Sign Language Translation in real time

5 min readOct 30, 2019

Over 5% of the world’s population suffers from disabling hearing loss.

The problem

A large proportion of the hearing-impaired population utilize sign language as means of communication and are unable to do so, satisfactorily, when it comes to online video communication due to lack of technological investment.

With the growing adoption of video communication and it’s application such as telehealth, people who are hearing-impaired need to have the means for proper and natural communication with their healthcare network, irrespective of whether or not the practitioner knows how to sign language.

Also..

There is no Universal Sign Language and achieving it is a near impossible task because of its incredibly dynamic nature as well as the fact that there are over 200 dialects of sign language in the world. Popular sign languages have been fortunate enough to come under the attention of some projects and have enough technological investment in it to produce results.

However, most of the not so popular sign languages have been left out and are not so fortunate. There is little to no work being done in such communities. I thought I could help.

The Solution

My aim was a towering one — develop a web application that translates the sign language in real time using the web camera by capturing the subject signing. The above mentioned goal would require:

Creating and Gathering data.
Training a model (Machine Learning) to identify the sign language.
Developing the user Interface.

Building the image data set

Machine learning is a part of AI (Artificial Intelligence) which is the procedure of teaching systems how to learn. All in all, we do this by giving computers a lot of instances of “labelled” data— for example here is a picture, and it is a canine — and educate the computer to discover likenesses regarding objects of a similar label; a procedure called “Supervised learning”.

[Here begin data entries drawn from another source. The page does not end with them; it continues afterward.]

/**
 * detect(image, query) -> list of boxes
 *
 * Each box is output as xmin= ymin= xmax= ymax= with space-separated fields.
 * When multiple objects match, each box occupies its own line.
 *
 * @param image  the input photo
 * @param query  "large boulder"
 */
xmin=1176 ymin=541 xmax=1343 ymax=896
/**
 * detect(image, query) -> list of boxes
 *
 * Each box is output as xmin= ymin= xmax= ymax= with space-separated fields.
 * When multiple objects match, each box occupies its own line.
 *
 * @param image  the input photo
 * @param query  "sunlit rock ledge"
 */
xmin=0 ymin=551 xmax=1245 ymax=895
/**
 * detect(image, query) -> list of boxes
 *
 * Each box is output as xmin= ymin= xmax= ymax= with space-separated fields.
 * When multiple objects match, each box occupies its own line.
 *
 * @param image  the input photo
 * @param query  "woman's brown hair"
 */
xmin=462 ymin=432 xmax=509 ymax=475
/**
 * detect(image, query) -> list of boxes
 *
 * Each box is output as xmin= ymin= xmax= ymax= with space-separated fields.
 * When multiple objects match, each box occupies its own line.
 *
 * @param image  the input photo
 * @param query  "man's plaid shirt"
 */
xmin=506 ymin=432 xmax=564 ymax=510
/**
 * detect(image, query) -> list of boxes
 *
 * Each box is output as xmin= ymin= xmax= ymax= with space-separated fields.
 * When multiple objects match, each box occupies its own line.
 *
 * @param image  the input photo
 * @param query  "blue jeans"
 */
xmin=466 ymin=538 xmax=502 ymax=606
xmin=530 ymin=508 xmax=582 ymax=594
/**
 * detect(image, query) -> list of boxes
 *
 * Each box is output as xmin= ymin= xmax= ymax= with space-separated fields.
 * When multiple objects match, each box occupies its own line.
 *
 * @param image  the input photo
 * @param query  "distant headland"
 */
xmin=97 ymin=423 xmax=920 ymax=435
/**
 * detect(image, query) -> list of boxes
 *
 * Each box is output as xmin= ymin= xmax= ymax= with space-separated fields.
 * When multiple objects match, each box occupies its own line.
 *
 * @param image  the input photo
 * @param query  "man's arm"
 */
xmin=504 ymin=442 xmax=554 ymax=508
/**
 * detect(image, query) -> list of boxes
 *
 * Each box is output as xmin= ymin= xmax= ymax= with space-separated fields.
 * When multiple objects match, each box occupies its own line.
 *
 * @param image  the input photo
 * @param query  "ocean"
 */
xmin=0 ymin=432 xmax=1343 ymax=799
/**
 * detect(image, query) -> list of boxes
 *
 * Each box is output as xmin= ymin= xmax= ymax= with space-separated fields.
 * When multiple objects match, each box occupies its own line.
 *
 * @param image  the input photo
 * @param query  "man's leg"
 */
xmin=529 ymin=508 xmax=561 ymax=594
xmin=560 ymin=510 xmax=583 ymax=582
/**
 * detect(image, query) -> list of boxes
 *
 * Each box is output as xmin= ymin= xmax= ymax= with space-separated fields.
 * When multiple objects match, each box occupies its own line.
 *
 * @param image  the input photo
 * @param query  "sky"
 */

In order to train the machine learning model to recognize a subject signing the alphabets of a sign language, we required a number of diverse images of people signing alphabets of the sign language along with which English letter each image depicted. The model would also require learning where the signing hands would be in each photo, and for that, we require bounding boxes around the hands in the photos of the data set.

Data sets for popular sign languages like ASL do exist but not for less popular ones.

Using various public online videos (from YouTube, Skillshare, etc.) of people demonstrating the sign language, we extracted every frame from every video and then manually drew bounding boxes for object localization to flag the letter in order to train the model to recognize and predict where the hands are. Since diverse input is always encouraged in machine learning, we manually captured around 700 images (currently, as of now) from 3 different subjects as well as in various different lighting conditions ranging from low — mid to bright light in order to increase accuracy during real time execution. The data set and images were processed to 640 x 480 pixel resolutions to improve the processing of the model without adversely affecting the data in a way that it degrades the accuracy in exchange for processing of the model.

Training the model

In order to classify the diverse set of alphabets we trained our Neural Network. A neural network is a progression of calculations that attempts to perceive hidden connections in a data set through a procedure that imitates the manner in which the human cerebrum works. In this sense, neural systems allude to frameworks of neurons, either natural or artificial in nature.

Since convolutional neural networks have been proven to be successful at image classification, we implemented the same for our problem. We trained a convolutional neural network using Pytorch (a Python machine learning framework) for the prediction of the position of the hands (each point of the bounding box), as well as the class of the image (the letter). With the final push, we reached a model that could predict the signed letters of the alphabet with an accuracy of about 90%.

The Endgame

Our aim was to interpret sign language in real time.

There were 2 final components left to the project. A backend service that would return the predicted letter when provided with the image of the sign; and; a front-end that utilized the subject’s web cam and capture and display video while approaching the backend for predictions.

For the backend, the model was wrapped up in a Flask app (Python). The 4 points of the bounding box and the letter (class) of the image would be returned when using a POST request with the image as the payload. Now on the client side, JavaScript was used to capture the users’ web cam using getUserMedia method on the browser. An invisible canvas was utilized in order to capture a frame from the video every 200ms, then asked for a prediction and showed the results.

User Interface

Since the project’s potential users are speech, hearing and vision impaired, the User Interface of the project has been kept simple in order to be attractive and practical at the same time to the end user. In order for the User Experience to remain as optimal as possible, the GUI and UI has a simple color scheme as well as text to speech in order to better the user experience of the vision impaired users. The web app will also be seamlessly integrated with video chat to maintain the theme of ease of access and simplicity. All of the GUI will be directed towards making things simpler for the end user. The interaction of the web application will be accessible throughout all age groups.

Where to now?

With a greater dataset and all the more tweaking of our models, we accept we could create precise and dependable innovation for signing. Obviously, communication through signing includes something other than just hands and letters; it consolidates facial appearances and gestured sequences to shape full sentences. While a solution for sign language interpretation is as yet an open issue, this project showcases an ever so slight push towards improving the lifestyle of the hearing impaired.